Why? Because the ability to work metals was a measure of dominance and superiority between civilizations, countries or cultures – from ancient times to the present. Cultures built on conquest had as a foundation the metalworking techniques that enabled the production of laborsaving and timesaving tools and, more importantly, advanced weaponry. I guess you could say that some things never change; only the time does.
Within only the last 150 years, innovation brought us phenomena such as the Industrial Revolution, interchangeable parts and mass production, to name but a few. Faster, more comfortable and more affordable modes of transportation were developed, and with flight we were able to shed the fetters of gravity, break them into orbital insertion and finally shatter them into deep space.
Although many innovations were economically derived, just as many were driven by the quest for military superiority. The two frequently overlap. And through all of this, innovations in metalworking played a significant role in turning the ideas of geniuses into practical and even world-changing products or devices.
Suffice all that precedes this to say that innovation is generally accepted as a good thing that can pay dividends, sometimes quite literally but more often figuratively, to those that learn how to harness it. Most dictionaries define innovation using phrases like “something new or different,” or the “introduction of something new.”
So we all know what it is, but few of us have the natural gift of nurturing a culture that breeds innovation within our organizations. There is no set formula that universally yields innovation, but those who have observed and studied the phenomenon agree that it often comes from an organizational culture that encourages nontraditional thinking, usually in ways that sidestep the bounds of corporate hierarchies. Innovation isn’t ordered from the top down, but rather comes from a company’s culture that stimulates employees’ interactive creativity and embraces even failure so long as something was learned in the process of failing.
In his book The Innovators, Walter Isaacson discusses just such a culture at Bell Labs in Murray Hill, N.J., after World War II. There, the interdisciplinary team of John Bardeen, Walter Brattain and William Shockley achieved the monumental (and 1956 Nobel Prize-winning) feat of inventing the transistor, an electronic device that propelled communications and computer design into the modern age. Isaacson describes a similar culture at Apple under Steve Jobs during a time when the sky was the limit for the form and function of all the groundbreaking “i-Products” that were created during his watch.

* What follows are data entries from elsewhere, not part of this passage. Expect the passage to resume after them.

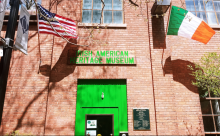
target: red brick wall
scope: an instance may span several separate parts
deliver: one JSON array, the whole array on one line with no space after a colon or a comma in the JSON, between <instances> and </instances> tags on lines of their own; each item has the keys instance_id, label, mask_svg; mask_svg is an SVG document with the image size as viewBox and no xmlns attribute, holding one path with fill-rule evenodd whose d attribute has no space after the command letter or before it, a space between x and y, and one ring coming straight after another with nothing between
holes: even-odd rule
<instances>
[{"instance_id":1,"label":"red brick wall","mask_svg":"<svg viewBox=\"0 0 220 136\"><path fill-rule=\"evenodd\" d=\"M74 20L80 20L80 4L79 0L42 2L52 12ZM204 135L198 92L191 85L192 77L186 66L198 62L205 52L219 52L219 30L215 29L217 33L207 45L177 36L166 37L169 11L164 18L151 19L152 4L143 4L144 16L137 16L140 8L130 7L126 1L127 28L106 29L101 33L95 30L94 39L101 39L101 44L92 43L89 47L76 47L61 38L41 34L39 51L37 29L31 26L29 54L13 52L0 134L20 130L35 135L73 135L80 78L127 79L130 135ZM181 6L181 3L173 0L173 5ZM78 34L88 35L87 29L78 28ZM77 41L77 44L87 43L82 39ZM70 48L135 50L137 65L67 65ZM38 74L40 53L42 63ZM132 109L144 107L150 109L151 130L133 131Z\"/></svg>"}]
</instances>

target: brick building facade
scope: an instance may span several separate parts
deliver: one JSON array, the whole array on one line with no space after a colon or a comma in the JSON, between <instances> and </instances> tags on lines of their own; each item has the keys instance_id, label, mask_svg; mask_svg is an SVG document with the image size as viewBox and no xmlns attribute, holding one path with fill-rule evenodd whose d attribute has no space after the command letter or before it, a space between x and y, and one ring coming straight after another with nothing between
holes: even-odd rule
<instances>
[{"instance_id":1,"label":"brick building facade","mask_svg":"<svg viewBox=\"0 0 220 136\"><path fill-rule=\"evenodd\" d=\"M219 52L219 28L208 44L166 36L168 13L151 18L153 2L141 8L124 2L124 24L95 29L100 44L77 47L65 40L40 34L30 25L28 55L13 51L0 134L14 130L34 135L75 135L77 125L77 85L79 79L125 79L129 135L205 135L198 90L187 65L198 62L206 52ZM82 17L82 1L43 0L51 12L77 20ZM183 6L179 0L172 5ZM6 27L6 26L4 26ZM5 28L3 28L5 30ZM79 36L88 29L77 27ZM100 32L98 32L100 31ZM77 44L88 41L79 38ZM39 51L40 45L40 51ZM135 65L68 65L68 50L128 50L135 52ZM41 55L40 73L39 61ZM101 95L101 94L100 94ZM106 94L107 95L107 94ZM149 108L148 131L133 130L134 108Z\"/></svg>"}]
</instances>

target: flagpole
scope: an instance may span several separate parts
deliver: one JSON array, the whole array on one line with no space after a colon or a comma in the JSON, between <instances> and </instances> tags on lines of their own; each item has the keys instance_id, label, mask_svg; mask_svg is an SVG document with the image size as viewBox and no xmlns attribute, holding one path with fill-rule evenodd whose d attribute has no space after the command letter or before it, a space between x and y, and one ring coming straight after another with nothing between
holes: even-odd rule
<instances>
[{"instance_id":1,"label":"flagpole","mask_svg":"<svg viewBox=\"0 0 220 136\"><path fill-rule=\"evenodd\" d=\"M40 50L40 34L39 34L39 18L38 18L38 10L37 10L37 0L35 0L35 7L36 7L36 18L37 18L37 31L38 31L38 47L39 47L39 53L40 53L40 62L39 62L39 67L38 67L38 74L40 73L40 66L41 66L41 50Z\"/></svg>"},{"instance_id":2,"label":"flagpole","mask_svg":"<svg viewBox=\"0 0 220 136\"><path fill-rule=\"evenodd\" d=\"M20 0L10 0L11 10L8 19L7 31L5 39L7 39L8 47L4 48L3 57L0 63L0 126L2 124L2 114L5 101L5 93L7 87L8 73L11 62L12 48L14 44L14 36L17 25L18 10Z\"/></svg>"},{"instance_id":3,"label":"flagpole","mask_svg":"<svg viewBox=\"0 0 220 136\"><path fill-rule=\"evenodd\" d=\"M171 0L171 2L170 2L170 10L169 10L169 15L168 15L167 28L166 28L165 38L164 38L164 40L165 40L164 43L165 43L165 44L166 44L167 30L168 30L168 27L169 27L171 8L172 8L172 0ZM162 58L161 58L162 69L164 68L164 67L163 67L164 48L165 48L165 47L163 47L163 53L162 53ZM164 70L163 70L163 76L165 76L165 72L164 72Z\"/></svg>"}]
</instances>

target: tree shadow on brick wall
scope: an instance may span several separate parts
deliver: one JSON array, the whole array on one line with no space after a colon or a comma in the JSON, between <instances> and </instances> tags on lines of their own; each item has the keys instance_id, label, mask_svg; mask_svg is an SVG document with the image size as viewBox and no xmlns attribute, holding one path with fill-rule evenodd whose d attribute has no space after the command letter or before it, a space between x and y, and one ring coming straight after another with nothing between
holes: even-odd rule
<instances>
[{"instance_id":1,"label":"tree shadow on brick wall","mask_svg":"<svg viewBox=\"0 0 220 136\"><path fill-rule=\"evenodd\" d=\"M164 28L164 18L152 17L152 35L153 35L153 48L166 49L166 30Z\"/></svg>"},{"instance_id":2,"label":"tree shadow on brick wall","mask_svg":"<svg viewBox=\"0 0 220 136\"><path fill-rule=\"evenodd\" d=\"M183 84L190 91L198 93L197 87L192 85L192 81L195 78L190 75L192 71L188 69L188 65L195 67L195 64L190 61L181 59L171 60L171 57L168 57L163 67L164 76L166 74L173 74L174 81Z\"/></svg>"},{"instance_id":3,"label":"tree shadow on brick wall","mask_svg":"<svg viewBox=\"0 0 220 136\"><path fill-rule=\"evenodd\" d=\"M77 44L76 39L71 39L70 42ZM44 76L50 76L50 82L59 82L65 77L67 77L68 75L74 73L74 70L76 69L76 65L67 65L68 50L70 49L74 49L76 52L78 52L79 46L71 45L67 43L58 61L52 67L50 75L48 74L49 73L48 70L50 71L50 68L51 68L50 65L40 66L40 73ZM76 56L76 54L73 54L73 56Z\"/></svg>"}]
</instances>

These are extraordinary stories, but are they relevant to the average forge shop? For what it’s worth, I think they are. Every business manager knows that innovation is a desirable thing and that a lot of it is good for an organization. But one never knows from what source the solutions to a business problem will come. For example, the next technical innovation in your shop, just maybe, could come from the interaction of your accounting department with those on the shop floor.
It is a matter of creating a working environment in which such an event could happen.